Kayline had considered just letting her father die, for all the evil he had caused his family, but then, she realized something. If she killed him, she’d be as evil as he was. If she killed him, she would never be able to move on. She had to demonstrate she was her own person, free from the evil that bound her father. And that… they were still family, after all.
“S-sure… What is it?” Merdilen asked, getting up with help from Alvoren.
“You see…” Kayline started, unsure of what to say. “My father was evil, but… he was still my father. I don’t want to be as evil as he is. Could you… please… heal him?”
“Damn that man,” Merdilen muttered. “But… okay. Only because you want to.”
“Thank you.”
Then, Merdilen headed with Merdilen’s help towards the fallen Garnent, and after almost a minute of effort, he finally managed to heal the man’s stab wound.
“I guess I can officially heal others’ small wounds now,” he mentioned, smiling weakly.
“But, won’t he come back after us once he wakes up?” Alvoren asked.
“Yeah,” Kayline said. “But I think there’s something we can do about it. Merdilen, do you think you could extract the Manipulation serum from his body?”
“Not if I don’t know what I’m looking for,” he replied.
“Does this work?” Kayline then asked, heading towards a safe in the wall and extracting a serum with white liquid. “He said this was a Manipulation serum, same as the one he had.”
“...I can try.”
With that, Merdilen crouched once more beside Garnent, with one hand in the Manipulation serum and another one in Garnent’s chest.
That probably wouldn’t work with a Transmutator, he thought, as a full-powered Transmutator would be able to block his body from being Transmutated by someone else, but as this was a gaseous matter Manipulator, he wouldn’t have those kinds of defenses.
Merdilen focused, trying to feel his power through his drugged body, and fortunately, he was able to. It seemed like his cell was the drugged one, not his body, fortunately. He slowly searched in Garnent’s body for anything resembling the Manipulation serum, and soon enough, he found it. It was some kind of liquid in his blood, and after several minutes, he was able to turn it all into fine dust. The dust was extremely thin, so it shouldn’t damage his body in any way. Still, he wouldn’t be able to Manipulate anymore.

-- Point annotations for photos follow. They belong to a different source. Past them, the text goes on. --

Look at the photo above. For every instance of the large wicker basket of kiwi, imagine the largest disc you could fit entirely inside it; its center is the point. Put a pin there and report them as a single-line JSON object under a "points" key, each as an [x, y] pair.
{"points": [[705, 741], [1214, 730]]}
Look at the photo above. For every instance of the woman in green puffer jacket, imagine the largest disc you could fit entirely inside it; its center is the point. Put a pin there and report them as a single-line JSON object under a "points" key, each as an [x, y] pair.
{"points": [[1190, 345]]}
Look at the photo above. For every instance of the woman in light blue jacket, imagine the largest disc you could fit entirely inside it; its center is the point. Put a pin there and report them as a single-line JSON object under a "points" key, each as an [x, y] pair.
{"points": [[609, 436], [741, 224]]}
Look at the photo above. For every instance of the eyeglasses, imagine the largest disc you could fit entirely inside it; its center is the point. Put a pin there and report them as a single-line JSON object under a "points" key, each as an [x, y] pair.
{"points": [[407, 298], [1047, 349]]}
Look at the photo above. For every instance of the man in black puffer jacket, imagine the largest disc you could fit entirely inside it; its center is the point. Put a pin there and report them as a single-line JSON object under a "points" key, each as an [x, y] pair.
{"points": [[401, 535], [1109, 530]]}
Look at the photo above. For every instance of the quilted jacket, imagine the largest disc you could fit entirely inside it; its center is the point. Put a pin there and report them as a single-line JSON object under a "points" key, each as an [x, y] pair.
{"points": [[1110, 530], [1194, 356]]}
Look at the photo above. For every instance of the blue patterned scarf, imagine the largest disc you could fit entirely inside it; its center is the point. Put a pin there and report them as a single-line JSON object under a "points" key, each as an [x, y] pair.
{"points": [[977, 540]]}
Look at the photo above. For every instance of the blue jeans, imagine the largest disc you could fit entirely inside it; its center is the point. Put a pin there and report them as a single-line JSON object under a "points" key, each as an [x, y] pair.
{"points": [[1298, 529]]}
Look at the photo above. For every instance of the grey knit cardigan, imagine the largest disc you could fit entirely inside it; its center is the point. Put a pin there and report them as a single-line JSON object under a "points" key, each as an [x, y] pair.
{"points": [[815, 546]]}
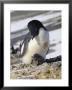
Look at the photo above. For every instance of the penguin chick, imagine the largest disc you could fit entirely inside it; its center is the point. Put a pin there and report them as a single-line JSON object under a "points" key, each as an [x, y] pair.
{"points": [[38, 44]]}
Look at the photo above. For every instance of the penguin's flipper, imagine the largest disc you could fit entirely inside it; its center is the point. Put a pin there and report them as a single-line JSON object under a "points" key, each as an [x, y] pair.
{"points": [[24, 45]]}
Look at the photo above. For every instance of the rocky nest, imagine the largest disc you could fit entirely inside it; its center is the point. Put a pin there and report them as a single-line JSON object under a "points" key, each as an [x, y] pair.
{"points": [[46, 70]]}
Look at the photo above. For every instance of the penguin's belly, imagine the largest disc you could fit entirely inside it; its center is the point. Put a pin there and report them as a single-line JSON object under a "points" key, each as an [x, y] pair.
{"points": [[35, 48]]}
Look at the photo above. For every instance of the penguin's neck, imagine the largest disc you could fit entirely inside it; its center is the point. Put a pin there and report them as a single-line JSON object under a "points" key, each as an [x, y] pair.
{"points": [[42, 37]]}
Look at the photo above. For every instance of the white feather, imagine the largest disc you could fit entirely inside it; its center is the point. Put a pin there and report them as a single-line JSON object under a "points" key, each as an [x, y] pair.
{"points": [[39, 45]]}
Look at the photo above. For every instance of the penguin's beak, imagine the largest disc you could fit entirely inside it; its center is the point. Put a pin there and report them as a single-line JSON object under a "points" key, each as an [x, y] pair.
{"points": [[32, 37]]}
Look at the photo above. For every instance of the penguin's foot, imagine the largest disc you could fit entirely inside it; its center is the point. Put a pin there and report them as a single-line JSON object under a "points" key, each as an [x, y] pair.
{"points": [[38, 59]]}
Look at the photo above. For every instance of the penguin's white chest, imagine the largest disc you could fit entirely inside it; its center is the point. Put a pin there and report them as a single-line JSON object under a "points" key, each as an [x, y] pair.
{"points": [[38, 45]]}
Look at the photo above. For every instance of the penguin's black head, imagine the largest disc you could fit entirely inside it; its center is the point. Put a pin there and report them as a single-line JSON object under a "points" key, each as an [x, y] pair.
{"points": [[34, 27]]}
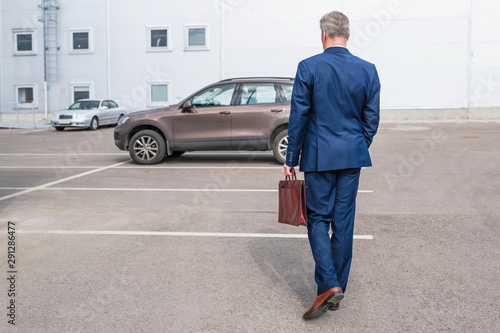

Merdilen considered killing him, for all the damage he had done, but after looking at Kayline, decided against it.
“We can’t leave this serum here,” Merdilen finally mentioned. “Kayline, would you take it? It was your father’s, after all.”
“Sure,” Kayline said, taking it and putting it into a belt pocket, where she’d be able to protect it. “Just in case.”
With that, Merdilen Transmutated a tunnel out of the bandits’ lair, and Kayline, Alvoren, and himself left it behind, along with the battle between soldiers and bandits raging outside. They had, once more, succeeded.